The world in which IPv6 was a good design (2017)
WiFi, CSMA, and topology
- Debate over the article’s claim that CSMA/CD is “gone”:
- Several point out WiFi has always used CSMA/CA, plus RTS/CTS and now OFDMA; collisions are still managed, just differently.
- Ethernet switched networks no longer need CSMA/CD; WiFi still shares a medium, but access points and PHY tricks make it behave more like a switch.
- Topology characterization differs: some argue WiFi is logically star over a shared (bus-like) RF medium.
Mobility, sessions, and routing
- Disagreement on whether changing IPs mid-connection is practical.
- Critics of the article say it ignores how intermediate routers learn new locations; purely UUID-based session IDs don’t solve L3 routing or DoS issues.
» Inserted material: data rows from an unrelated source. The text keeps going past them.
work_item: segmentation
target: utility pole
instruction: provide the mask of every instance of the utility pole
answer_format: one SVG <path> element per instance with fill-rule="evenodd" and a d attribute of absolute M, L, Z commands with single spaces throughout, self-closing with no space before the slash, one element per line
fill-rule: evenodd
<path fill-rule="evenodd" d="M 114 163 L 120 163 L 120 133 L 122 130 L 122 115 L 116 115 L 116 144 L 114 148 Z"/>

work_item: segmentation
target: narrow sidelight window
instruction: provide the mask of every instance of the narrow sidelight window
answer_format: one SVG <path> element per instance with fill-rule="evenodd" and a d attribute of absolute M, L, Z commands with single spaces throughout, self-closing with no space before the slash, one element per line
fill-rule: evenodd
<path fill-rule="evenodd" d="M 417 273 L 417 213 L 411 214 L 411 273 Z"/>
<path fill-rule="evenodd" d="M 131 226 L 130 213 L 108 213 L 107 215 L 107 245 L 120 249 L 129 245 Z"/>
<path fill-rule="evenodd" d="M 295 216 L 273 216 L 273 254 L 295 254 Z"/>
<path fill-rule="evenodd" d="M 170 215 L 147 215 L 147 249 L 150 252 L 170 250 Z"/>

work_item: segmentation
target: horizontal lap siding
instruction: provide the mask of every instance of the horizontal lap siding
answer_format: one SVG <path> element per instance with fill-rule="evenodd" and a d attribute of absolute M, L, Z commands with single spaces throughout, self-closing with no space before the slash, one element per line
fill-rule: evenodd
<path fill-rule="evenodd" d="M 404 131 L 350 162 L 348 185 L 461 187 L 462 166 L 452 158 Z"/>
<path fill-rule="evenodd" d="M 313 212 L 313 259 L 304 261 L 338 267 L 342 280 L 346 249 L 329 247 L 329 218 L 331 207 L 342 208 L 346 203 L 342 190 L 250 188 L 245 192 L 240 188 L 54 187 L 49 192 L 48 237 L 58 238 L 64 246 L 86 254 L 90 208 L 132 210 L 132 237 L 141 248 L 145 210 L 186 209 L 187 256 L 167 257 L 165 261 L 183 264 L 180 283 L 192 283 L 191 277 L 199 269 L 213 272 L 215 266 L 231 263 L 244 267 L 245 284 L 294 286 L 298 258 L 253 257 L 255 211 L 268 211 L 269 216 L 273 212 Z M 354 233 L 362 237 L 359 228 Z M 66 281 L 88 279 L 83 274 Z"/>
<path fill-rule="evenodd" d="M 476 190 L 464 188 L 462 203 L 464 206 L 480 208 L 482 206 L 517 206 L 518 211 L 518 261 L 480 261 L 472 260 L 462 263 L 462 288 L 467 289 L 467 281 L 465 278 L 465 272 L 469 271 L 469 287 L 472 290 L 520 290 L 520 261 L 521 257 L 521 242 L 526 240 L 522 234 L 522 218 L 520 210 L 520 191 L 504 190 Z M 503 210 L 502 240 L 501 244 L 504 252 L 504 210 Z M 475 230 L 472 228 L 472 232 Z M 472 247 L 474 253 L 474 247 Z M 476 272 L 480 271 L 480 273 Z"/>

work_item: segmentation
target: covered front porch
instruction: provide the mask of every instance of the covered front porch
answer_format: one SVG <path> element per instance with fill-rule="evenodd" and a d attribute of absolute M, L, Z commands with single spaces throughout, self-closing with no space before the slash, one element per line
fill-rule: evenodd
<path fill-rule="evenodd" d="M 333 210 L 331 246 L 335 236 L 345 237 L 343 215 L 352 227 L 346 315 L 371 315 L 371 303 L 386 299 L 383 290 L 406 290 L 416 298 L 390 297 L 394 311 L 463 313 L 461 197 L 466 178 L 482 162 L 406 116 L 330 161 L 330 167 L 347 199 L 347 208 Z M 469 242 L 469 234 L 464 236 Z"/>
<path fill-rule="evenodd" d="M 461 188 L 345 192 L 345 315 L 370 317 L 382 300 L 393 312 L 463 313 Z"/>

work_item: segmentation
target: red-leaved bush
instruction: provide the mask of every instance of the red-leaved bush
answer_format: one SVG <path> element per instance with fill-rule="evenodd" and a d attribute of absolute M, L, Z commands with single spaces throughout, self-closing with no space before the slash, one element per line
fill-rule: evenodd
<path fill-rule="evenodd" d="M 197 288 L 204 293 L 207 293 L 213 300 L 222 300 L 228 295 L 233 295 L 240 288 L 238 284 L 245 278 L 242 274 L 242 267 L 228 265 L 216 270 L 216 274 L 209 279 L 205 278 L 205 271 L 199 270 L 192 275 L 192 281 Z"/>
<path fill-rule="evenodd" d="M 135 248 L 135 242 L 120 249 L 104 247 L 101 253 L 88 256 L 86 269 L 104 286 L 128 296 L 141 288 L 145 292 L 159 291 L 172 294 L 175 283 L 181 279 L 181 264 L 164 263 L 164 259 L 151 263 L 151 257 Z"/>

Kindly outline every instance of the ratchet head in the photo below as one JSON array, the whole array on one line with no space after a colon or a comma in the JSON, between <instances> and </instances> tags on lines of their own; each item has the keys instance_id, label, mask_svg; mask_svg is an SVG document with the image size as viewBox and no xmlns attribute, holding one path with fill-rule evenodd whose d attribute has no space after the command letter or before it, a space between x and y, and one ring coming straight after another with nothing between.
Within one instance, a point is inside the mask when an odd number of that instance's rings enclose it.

- Others note QUIC/multipath-style designs decouple L4 identity from L3 and can re-establish sessions after roaming, accepting some packet loss.
- Mobile IP and Mobile IPv6 are mentioned as real but largely undeployed due to ecosystem and ISP constraints.
IPv6 design, ARP/NDP, and layering
- Some like the article’s historical overview but object to its negativity about ARP, arguing it enabled simple LAN IP without routers.
- Others defend IPv6’s Neighbor Discovery as cleaner than ARP (ICMPv6, multicast instead of broadcast), though there’s back-and-forth on whether either truly avoids “layering violations.”
- A recurring theme: many alternative proposals or “IPv4+” ideas end up functionally equivalent to IPv6, or were actually tried and rejected.
IPv4 + NAT vs IPv6
- One camp: IPv4 with NAT (and even CGNAT) is “good enough” for most users who just need outbound web access; simple P2P is not seen as essential.
- Opponents highlight CGNAT pain (e.g., hosting small game servers), loss of easy end-to-end connectivity, and centralization risks.
- Discussion of IPv6 privacy addressing and fears that per-device global addresses could enable per-user charging; others counter with address rotation mechanisms.
Deployment pain, politics, and dual stack
- Multiple anecdotes of flaky dual-stack behavior (e.g., apt timeouts) leading admins to disable IPv6.
- Some blame IAB/IETF “end-to-end purity,” slow adaptation to real-world security/firewall needs, and complex address-selection rules for delaying adoption.
- Others argue the real issue is path dependence and that any new “better” protocol would require essentially the same painful global upgrade.